Ce règlement sera déposé dans les « prochaines semaines ou prochains mois ». « C’est très bien accueilli dans le milieu municipal, et ça va éviter les poursuites comme ça s’est vécu sur le côté de Prévost », a-t-il affirmé.

Nivellement

Pour l’organisme environnemental Greenpeace, il s’agit toutefois d’une réglementation qui va « niveler vers le bas ». « Ça n’a ni queue ni tête. Le gouvernement choisit d’exporter de l’électricité en grande quantité. Il choisit d’octroyer de l’énergie à de nouvelles entreprises, mais il dit aux villes qu’elles ne peuvent pas interdire l’ajout de gaz dans le bâtiment sous prétexte qu’on manque d’électricité », a déploré son porte-parole, Patrick Bonin.

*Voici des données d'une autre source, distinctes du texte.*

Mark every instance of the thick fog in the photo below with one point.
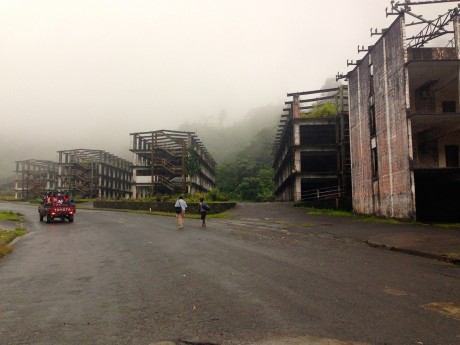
(87, 73)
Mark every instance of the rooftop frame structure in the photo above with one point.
(160, 163)
(312, 159)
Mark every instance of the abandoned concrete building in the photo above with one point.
(81, 173)
(311, 150)
(405, 122)
(35, 178)
(94, 174)
(167, 162)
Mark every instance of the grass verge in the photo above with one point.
(14, 217)
(6, 237)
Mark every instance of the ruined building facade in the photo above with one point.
(312, 153)
(82, 173)
(35, 178)
(168, 162)
(405, 128)
(94, 174)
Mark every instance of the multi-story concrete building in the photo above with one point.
(167, 162)
(312, 156)
(405, 123)
(94, 173)
(35, 178)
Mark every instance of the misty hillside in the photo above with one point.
(253, 136)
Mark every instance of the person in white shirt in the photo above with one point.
(180, 206)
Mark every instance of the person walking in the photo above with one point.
(180, 207)
(203, 208)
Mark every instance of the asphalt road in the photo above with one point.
(269, 276)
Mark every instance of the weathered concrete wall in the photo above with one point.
(389, 193)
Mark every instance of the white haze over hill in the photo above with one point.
(85, 74)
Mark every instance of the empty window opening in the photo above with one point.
(375, 163)
(372, 126)
(452, 157)
(448, 107)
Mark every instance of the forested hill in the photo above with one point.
(251, 137)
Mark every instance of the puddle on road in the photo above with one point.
(445, 308)
(395, 292)
(307, 340)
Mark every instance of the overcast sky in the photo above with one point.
(92, 71)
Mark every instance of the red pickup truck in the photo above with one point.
(53, 210)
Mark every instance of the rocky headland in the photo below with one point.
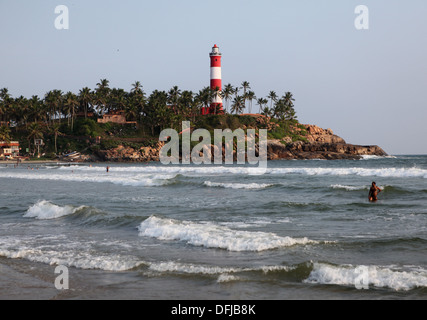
(318, 144)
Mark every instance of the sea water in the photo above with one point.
(303, 230)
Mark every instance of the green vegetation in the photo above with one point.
(68, 122)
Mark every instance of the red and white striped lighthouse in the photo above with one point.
(216, 80)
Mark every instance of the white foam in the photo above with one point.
(215, 236)
(349, 188)
(376, 276)
(364, 172)
(373, 157)
(173, 266)
(45, 210)
(223, 278)
(249, 186)
(133, 179)
(60, 251)
(160, 175)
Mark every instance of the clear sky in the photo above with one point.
(369, 86)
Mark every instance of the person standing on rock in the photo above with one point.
(373, 192)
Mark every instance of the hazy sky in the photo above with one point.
(369, 86)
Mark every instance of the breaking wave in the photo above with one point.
(392, 277)
(250, 186)
(45, 210)
(137, 180)
(215, 236)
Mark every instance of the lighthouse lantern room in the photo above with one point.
(216, 82)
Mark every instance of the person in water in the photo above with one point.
(373, 192)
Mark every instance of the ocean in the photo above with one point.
(303, 230)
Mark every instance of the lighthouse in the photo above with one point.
(216, 80)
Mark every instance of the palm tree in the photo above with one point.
(173, 97)
(102, 93)
(226, 94)
(136, 88)
(261, 102)
(55, 131)
(273, 97)
(250, 96)
(245, 85)
(238, 105)
(216, 93)
(4, 134)
(186, 102)
(5, 101)
(35, 132)
(70, 104)
(85, 99)
(53, 100)
(290, 113)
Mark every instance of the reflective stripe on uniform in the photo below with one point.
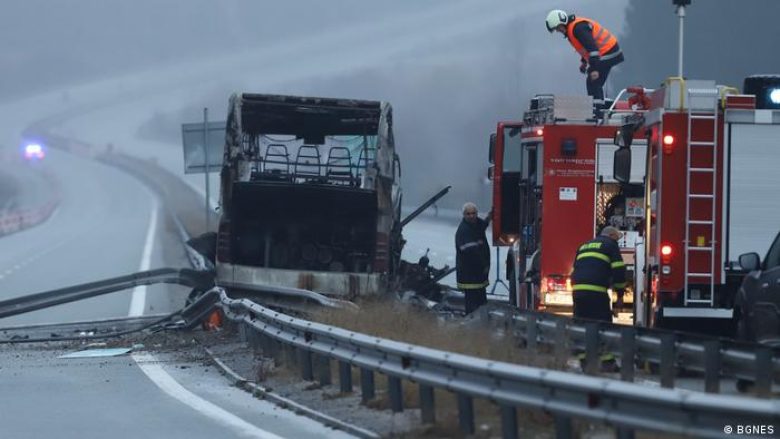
(468, 245)
(590, 245)
(589, 287)
(601, 256)
(603, 38)
(472, 286)
(611, 55)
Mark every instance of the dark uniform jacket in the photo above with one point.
(598, 266)
(472, 255)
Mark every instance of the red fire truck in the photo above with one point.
(553, 189)
(711, 163)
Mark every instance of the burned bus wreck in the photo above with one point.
(310, 195)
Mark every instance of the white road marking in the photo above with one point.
(138, 300)
(158, 375)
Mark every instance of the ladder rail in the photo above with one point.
(696, 115)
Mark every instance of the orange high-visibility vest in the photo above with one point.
(603, 38)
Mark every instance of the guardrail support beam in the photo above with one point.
(763, 372)
(345, 377)
(531, 333)
(367, 385)
(396, 394)
(508, 422)
(667, 360)
(627, 353)
(561, 348)
(712, 366)
(466, 414)
(305, 361)
(592, 350)
(323, 370)
(625, 433)
(427, 404)
(563, 427)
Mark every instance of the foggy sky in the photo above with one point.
(447, 94)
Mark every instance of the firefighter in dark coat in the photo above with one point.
(472, 257)
(597, 267)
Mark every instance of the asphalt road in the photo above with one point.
(98, 231)
(110, 224)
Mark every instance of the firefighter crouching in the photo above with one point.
(598, 266)
(472, 257)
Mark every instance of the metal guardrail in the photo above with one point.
(32, 302)
(627, 406)
(714, 357)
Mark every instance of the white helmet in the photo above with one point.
(555, 18)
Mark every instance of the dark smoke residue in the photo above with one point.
(725, 40)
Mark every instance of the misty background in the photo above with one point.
(447, 93)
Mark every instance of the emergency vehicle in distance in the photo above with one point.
(708, 154)
(553, 189)
(711, 196)
(310, 195)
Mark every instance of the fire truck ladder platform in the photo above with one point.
(699, 136)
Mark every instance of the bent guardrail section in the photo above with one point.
(628, 406)
(714, 357)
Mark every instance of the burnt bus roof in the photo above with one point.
(308, 116)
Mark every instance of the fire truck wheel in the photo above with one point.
(744, 386)
(512, 279)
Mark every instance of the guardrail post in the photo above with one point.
(627, 353)
(563, 427)
(763, 372)
(712, 366)
(396, 394)
(366, 385)
(306, 367)
(290, 358)
(531, 332)
(242, 333)
(466, 414)
(625, 433)
(561, 348)
(323, 370)
(345, 377)
(592, 350)
(274, 348)
(508, 422)
(667, 366)
(427, 404)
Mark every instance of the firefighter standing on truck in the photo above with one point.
(598, 48)
(597, 266)
(472, 257)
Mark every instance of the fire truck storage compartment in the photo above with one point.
(754, 183)
(299, 226)
(619, 205)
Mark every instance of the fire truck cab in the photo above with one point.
(553, 189)
(711, 160)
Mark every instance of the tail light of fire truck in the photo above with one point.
(557, 282)
(668, 143)
(666, 258)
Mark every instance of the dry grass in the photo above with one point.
(397, 321)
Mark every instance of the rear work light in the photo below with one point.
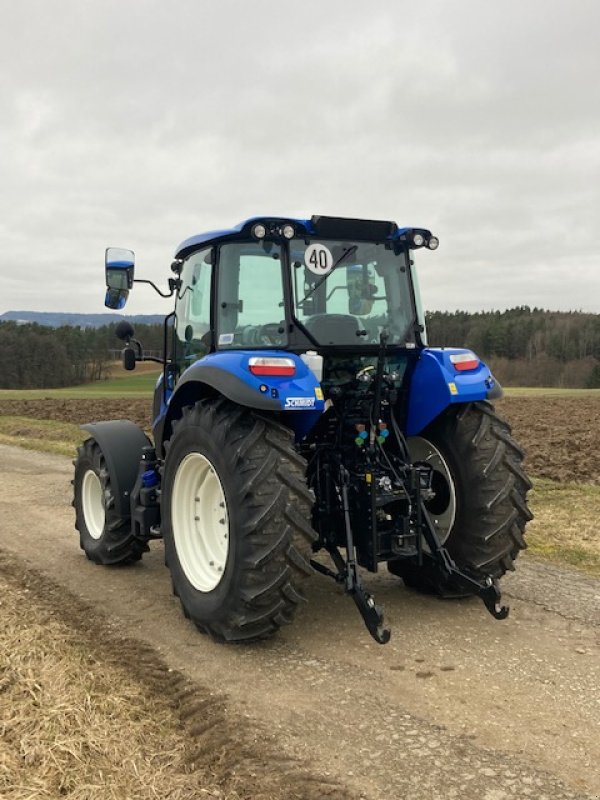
(464, 361)
(279, 367)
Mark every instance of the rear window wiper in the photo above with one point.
(321, 281)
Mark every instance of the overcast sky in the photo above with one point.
(138, 123)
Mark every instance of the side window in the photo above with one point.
(192, 326)
(251, 309)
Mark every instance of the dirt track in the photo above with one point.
(457, 705)
(560, 435)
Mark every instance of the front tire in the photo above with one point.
(104, 536)
(235, 511)
(481, 512)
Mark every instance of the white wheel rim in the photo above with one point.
(200, 522)
(92, 502)
(442, 508)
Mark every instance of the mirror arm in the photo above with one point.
(174, 285)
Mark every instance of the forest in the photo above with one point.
(523, 347)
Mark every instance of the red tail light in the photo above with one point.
(279, 367)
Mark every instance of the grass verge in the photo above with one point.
(49, 436)
(76, 725)
(565, 527)
(90, 714)
(129, 384)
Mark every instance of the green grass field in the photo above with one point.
(132, 384)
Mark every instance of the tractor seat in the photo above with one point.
(333, 328)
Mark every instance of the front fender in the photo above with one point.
(437, 384)
(121, 442)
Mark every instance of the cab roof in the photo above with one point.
(326, 227)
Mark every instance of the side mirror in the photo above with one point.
(119, 264)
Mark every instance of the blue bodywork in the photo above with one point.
(299, 396)
(436, 384)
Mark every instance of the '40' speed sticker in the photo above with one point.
(318, 259)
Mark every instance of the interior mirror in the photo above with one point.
(360, 290)
(119, 265)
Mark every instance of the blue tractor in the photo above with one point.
(299, 411)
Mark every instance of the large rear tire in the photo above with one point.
(104, 535)
(480, 509)
(235, 520)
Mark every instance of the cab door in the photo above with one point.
(192, 335)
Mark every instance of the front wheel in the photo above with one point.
(104, 535)
(479, 507)
(235, 511)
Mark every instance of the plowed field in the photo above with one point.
(560, 434)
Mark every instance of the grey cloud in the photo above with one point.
(139, 124)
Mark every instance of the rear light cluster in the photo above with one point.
(464, 361)
(265, 366)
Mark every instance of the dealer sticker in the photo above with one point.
(318, 259)
(299, 402)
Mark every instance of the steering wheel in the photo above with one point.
(272, 333)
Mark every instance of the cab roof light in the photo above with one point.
(463, 362)
(274, 366)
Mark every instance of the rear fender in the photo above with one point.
(437, 384)
(297, 400)
(121, 442)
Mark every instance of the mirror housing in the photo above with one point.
(119, 266)
(129, 358)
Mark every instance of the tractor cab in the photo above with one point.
(301, 409)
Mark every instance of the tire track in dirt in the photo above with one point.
(457, 705)
(239, 755)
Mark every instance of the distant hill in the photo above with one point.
(56, 319)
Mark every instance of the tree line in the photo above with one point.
(36, 356)
(526, 346)
(523, 346)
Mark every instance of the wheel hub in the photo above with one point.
(92, 503)
(200, 522)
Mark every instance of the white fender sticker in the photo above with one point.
(299, 402)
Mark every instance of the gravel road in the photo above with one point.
(457, 705)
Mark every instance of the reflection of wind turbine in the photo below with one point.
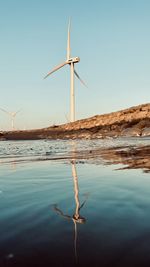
(71, 61)
(12, 115)
(76, 218)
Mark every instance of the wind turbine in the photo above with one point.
(70, 61)
(12, 115)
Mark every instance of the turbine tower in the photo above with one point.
(12, 115)
(71, 61)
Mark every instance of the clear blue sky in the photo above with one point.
(112, 39)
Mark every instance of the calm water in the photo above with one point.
(55, 211)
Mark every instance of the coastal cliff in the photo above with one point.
(134, 121)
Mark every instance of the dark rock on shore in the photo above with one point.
(134, 121)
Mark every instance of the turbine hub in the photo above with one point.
(73, 60)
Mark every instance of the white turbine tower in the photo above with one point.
(12, 115)
(71, 61)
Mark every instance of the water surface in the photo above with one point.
(59, 210)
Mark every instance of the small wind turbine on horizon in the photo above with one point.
(71, 61)
(12, 115)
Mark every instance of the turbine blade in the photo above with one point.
(17, 112)
(55, 69)
(80, 78)
(68, 40)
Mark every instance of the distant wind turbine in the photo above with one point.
(12, 115)
(71, 61)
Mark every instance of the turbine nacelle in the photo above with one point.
(73, 60)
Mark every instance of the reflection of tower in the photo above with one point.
(76, 217)
(12, 115)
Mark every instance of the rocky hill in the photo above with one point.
(134, 121)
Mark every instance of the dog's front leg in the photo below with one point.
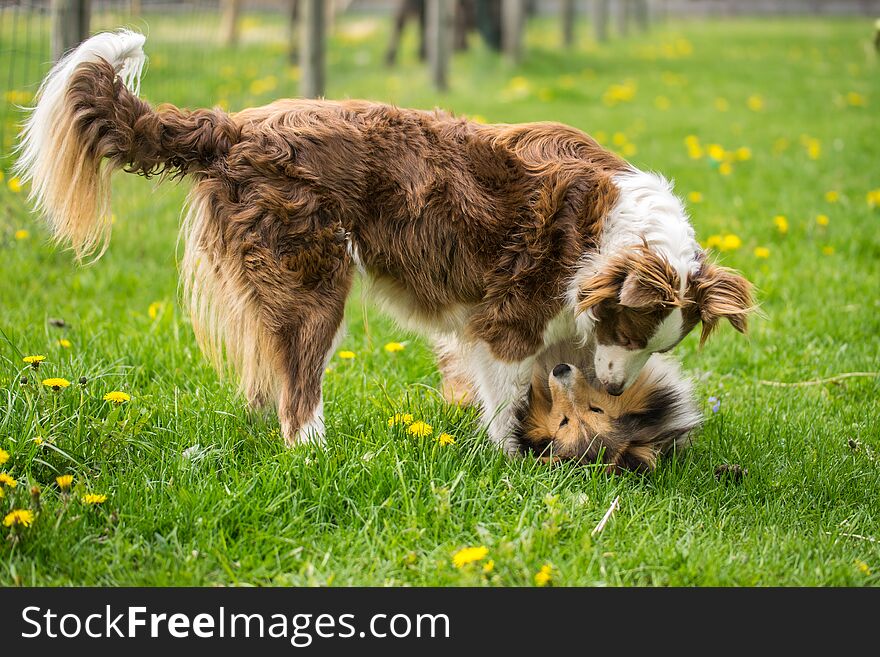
(500, 385)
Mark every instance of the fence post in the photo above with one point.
(311, 54)
(512, 22)
(643, 14)
(624, 13)
(568, 16)
(229, 22)
(600, 19)
(70, 24)
(437, 32)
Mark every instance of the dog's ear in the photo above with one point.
(637, 292)
(722, 293)
(651, 282)
(601, 286)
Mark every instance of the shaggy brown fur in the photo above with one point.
(439, 210)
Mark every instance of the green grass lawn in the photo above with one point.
(199, 493)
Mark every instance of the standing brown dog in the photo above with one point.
(494, 240)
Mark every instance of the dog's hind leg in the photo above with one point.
(308, 347)
(457, 385)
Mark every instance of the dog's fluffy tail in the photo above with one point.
(88, 111)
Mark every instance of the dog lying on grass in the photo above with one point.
(495, 239)
(566, 415)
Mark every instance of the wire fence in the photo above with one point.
(26, 46)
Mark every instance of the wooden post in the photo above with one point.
(643, 14)
(438, 19)
(311, 54)
(70, 24)
(568, 16)
(229, 22)
(512, 23)
(600, 19)
(624, 13)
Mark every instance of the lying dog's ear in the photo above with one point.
(721, 293)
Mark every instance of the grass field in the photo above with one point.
(770, 130)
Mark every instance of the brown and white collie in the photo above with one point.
(494, 240)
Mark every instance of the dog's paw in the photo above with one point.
(311, 433)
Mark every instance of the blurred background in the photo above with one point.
(237, 53)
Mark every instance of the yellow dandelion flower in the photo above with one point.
(755, 103)
(730, 243)
(469, 555)
(716, 151)
(445, 439)
(400, 418)
(544, 576)
(155, 308)
(19, 517)
(420, 429)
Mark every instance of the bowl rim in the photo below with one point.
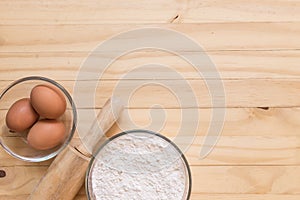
(182, 156)
(74, 118)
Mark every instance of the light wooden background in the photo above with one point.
(254, 44)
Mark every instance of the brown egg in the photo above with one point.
(46, 134)
(21, 115)
(48, 101)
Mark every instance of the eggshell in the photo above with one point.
(21, 115)
(48, 101)
(46, 134)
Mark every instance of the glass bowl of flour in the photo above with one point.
(138, 165)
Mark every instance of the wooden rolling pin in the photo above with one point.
(66, 174)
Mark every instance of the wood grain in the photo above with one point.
(238, 93)
(168, 11)
(211, 36)
(206, 179)
(194, 197)
(254, 46)
(230, 64)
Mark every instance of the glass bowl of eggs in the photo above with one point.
(38, 118)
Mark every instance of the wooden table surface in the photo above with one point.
(255, 46)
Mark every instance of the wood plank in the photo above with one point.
(109, 11)
(211, 36)
(238, 93)
(249, 137)
(206, 180)
(246, 180)
(195, 197)
(230, 150)
(244, 196)
(230, 64)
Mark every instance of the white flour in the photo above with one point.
(143, 167)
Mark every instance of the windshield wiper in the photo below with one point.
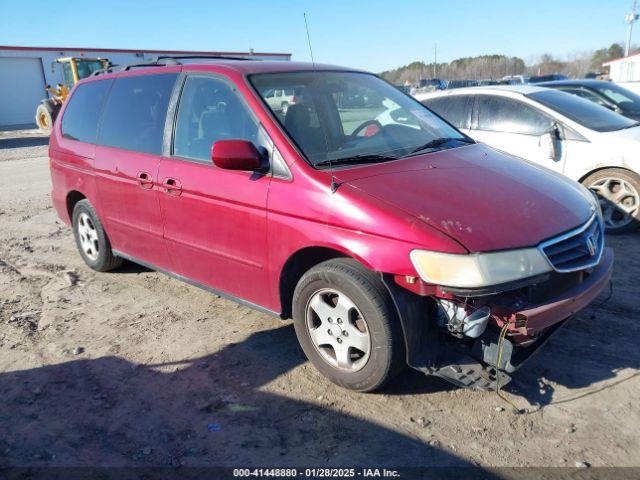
(437, 142)
(373, 158)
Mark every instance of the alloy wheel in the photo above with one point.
(88, 236)
(619, 201)
(338, 330)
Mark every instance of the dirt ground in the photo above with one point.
(135, 368)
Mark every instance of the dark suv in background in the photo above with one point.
(608, 94)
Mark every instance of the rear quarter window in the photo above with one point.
(80, 119)
(134, 114)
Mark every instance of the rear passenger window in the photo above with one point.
(210, 111)
(498, 114)
(135, 112)
(80, 120)
(455, 109)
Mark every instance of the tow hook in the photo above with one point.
(459, 322)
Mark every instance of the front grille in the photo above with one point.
(578, 249)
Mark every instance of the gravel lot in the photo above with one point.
(135, 368)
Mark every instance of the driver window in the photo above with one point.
(209, 111)
(497, 114)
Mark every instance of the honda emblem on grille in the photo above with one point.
(591, 245)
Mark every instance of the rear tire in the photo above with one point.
(91, 239)
(44, 119)
(369, 332)
(619, 193)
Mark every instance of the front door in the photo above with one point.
(518, 129)
(215, 219)
(127, 163)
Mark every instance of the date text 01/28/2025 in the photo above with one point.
(316, 472)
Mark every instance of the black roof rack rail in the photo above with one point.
(166, 60)
(104, 71)
(204, 57)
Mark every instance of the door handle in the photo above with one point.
(172, 186)
(144, 180)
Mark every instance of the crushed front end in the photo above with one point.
(454, 332)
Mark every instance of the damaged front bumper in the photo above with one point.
(472, 363)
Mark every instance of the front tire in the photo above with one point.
(91, 239)
(619, 193)
(347, 325)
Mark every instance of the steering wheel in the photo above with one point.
(364, 125)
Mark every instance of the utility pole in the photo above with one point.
(435, 58)
(630, 18)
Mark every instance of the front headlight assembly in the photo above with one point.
(479, 269)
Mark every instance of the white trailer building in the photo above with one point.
(25, 71)
(625, 71)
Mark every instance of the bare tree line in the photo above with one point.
(497, 66)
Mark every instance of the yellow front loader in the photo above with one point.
(73, 70)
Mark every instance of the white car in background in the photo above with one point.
(280, 100)
(565, 133)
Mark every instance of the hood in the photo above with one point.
(484, 199)
(627, 134)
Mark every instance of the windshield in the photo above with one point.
(87, 67)
(620, 96)
(584, 112)
(349, 117)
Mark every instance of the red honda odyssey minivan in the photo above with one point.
(387, 235)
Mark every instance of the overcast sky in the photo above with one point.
(370, 34)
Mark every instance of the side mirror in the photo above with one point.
(236, 155)
(547, 143)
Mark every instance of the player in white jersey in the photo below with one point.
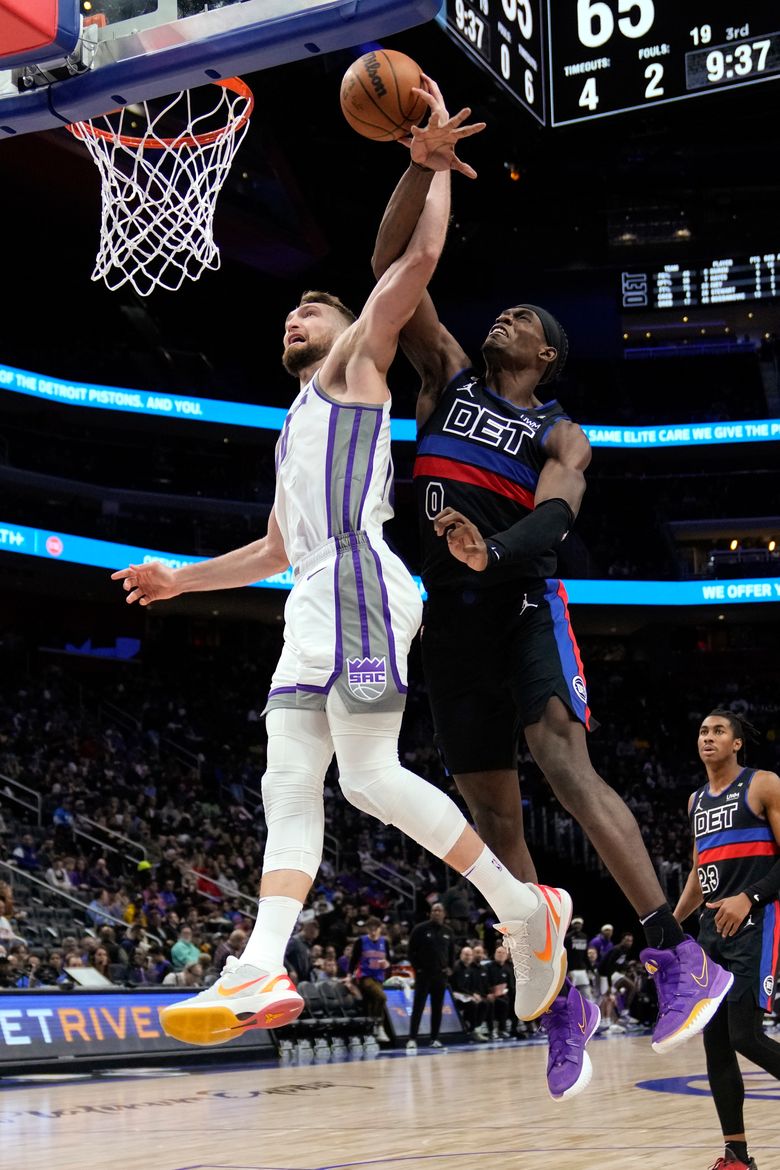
(353, 610)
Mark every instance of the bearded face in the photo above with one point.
(298, 355)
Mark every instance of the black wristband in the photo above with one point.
(540, 531)
(767, 888)
(495, 552)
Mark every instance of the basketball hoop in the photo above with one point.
(159, 193)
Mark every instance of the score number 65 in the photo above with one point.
(595, 20)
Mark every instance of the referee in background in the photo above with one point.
(432, 954)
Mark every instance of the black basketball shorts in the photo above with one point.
(492, 658)
(751, 955)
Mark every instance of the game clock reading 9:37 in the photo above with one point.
(505, 38)
(607, 56)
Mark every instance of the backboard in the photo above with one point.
(129, 50)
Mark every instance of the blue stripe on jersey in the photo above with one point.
(733, 837)
(467, 452)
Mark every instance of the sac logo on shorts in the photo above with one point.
(367, 678)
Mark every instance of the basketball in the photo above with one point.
(377, 96)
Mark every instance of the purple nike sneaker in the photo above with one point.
(570, 1024)
(690, 989)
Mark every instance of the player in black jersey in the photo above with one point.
(736, 828)
(499, 473)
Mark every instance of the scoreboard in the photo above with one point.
(571, 61)
(505, 36)
(726, 280)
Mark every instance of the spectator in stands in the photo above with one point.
(326, 971)
(467, 984)
(139, 972)
(191, 976)
(368, 963)
(614, 963)
(233, 944)
(99, 909)
(56, 875)
(8, 929)
(99, 961)
(432, 954)
(501, 984)
(78, 875)
(52, 971)
(577, 947)
(184, 951)
(594, 978)
(63, 819)
(167, 899)
(25, 854)
(99, 876)
(602, 944)
(135, 936)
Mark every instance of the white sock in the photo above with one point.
(509, 897)
(276, 919)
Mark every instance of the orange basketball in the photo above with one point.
(377, 96)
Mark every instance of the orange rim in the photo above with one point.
(85, 129)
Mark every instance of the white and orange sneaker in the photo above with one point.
(243, 997)
(536, 944)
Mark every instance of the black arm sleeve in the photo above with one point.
(544, 529)
(767, 888)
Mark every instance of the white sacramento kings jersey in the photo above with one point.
(354, 607)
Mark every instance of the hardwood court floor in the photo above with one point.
(484, 1108)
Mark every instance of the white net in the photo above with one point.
(159, 192)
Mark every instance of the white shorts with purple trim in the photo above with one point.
(349, 624)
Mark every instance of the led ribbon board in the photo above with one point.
(82, 550)
(271, 418)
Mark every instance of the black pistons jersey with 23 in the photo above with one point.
(482, 455)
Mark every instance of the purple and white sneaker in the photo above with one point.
(690, 989)
(570, 1024)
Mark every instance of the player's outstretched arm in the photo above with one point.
(432, 149)
(429, 346)
(359, 359)
(156, 582)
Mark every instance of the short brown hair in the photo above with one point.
(313, 296)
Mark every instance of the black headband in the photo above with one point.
(554, 336)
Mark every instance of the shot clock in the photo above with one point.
(570, 61)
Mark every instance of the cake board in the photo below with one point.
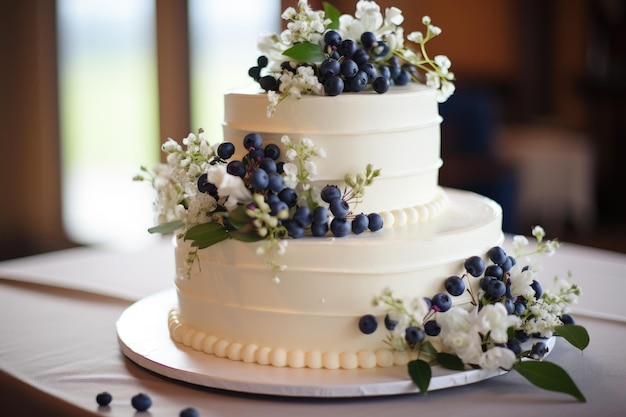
(145, 340)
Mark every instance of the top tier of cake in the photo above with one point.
(397, 132)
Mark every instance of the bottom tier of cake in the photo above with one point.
(231, 305)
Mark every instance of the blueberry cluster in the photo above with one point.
(350, 66)
(263, 175)
(141, 402)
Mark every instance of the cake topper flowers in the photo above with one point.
(327, 53)
(207, 195)
(507, 326)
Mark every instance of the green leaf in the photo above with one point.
(333, 14)
(550, 376)
(450, 361)
(306, 52)
(169, 227)
(420, 373)
(575, 334)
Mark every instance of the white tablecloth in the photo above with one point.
(58, 346)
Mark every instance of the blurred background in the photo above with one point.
(90, 89)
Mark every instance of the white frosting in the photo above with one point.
(234, 307)
(397, 132)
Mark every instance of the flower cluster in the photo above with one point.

« Il a de l’électricité pour Northvolt, mais pas pour un écoquartier à Saint-Bruno ? La priorité du gouvernement devrait être la décarbonation du bâtiment », a-t-il ajouté.

La députée de Québec solidaire, Alejandra Zaga Mendez, estime de son côté qu’il s’agit d’un « recul » de la CAQ, puisqu’à l’automne, « l’Assemblée nationale avait salué de façon unanime les efforts des villes de Montréal, Prévost, Saint-Hilaire et Candiac d’interdire les nouveaux systèmes au gaz ». « Que vaut la parole de Benoît Charette en matière d’environnement ? », a-t-elle déploré. Elle croit que la Coalition avenir Québec veut freiner les efforts des municipalités pour « sauver les intérêts de l’entreprise Énergir ».

Renversé

« Le minimum qu’on doive faire est d’arrêter d’augmenter le rôle du gaz naturel pour plafonner les émissions. Ici, on empêche les villes de faire ça. Or, on pourrait plutôt imposer des solutions carboneutres (géothermie, biomasse) pour réduire l’impact sur la pointe de demande électrique », déplore de son côté Normand Mousseau, directeur scientifique de l’Institut de l’énergie Trottier à Polytechnique Montréal.

« J’ai été renversé par votre article. Le ministre Charette a l’obligation légale de défendre l’objectif de réduction des émissions de GES de 37,5 % d’ici 2030. Cette réglementation va clairement à l’encontre de cet objectif, puisqu’il empêche les municipalités d’arrêter l’augmentation du rôle du gaz naturel dans le bâtiment », a-t-il ajouté.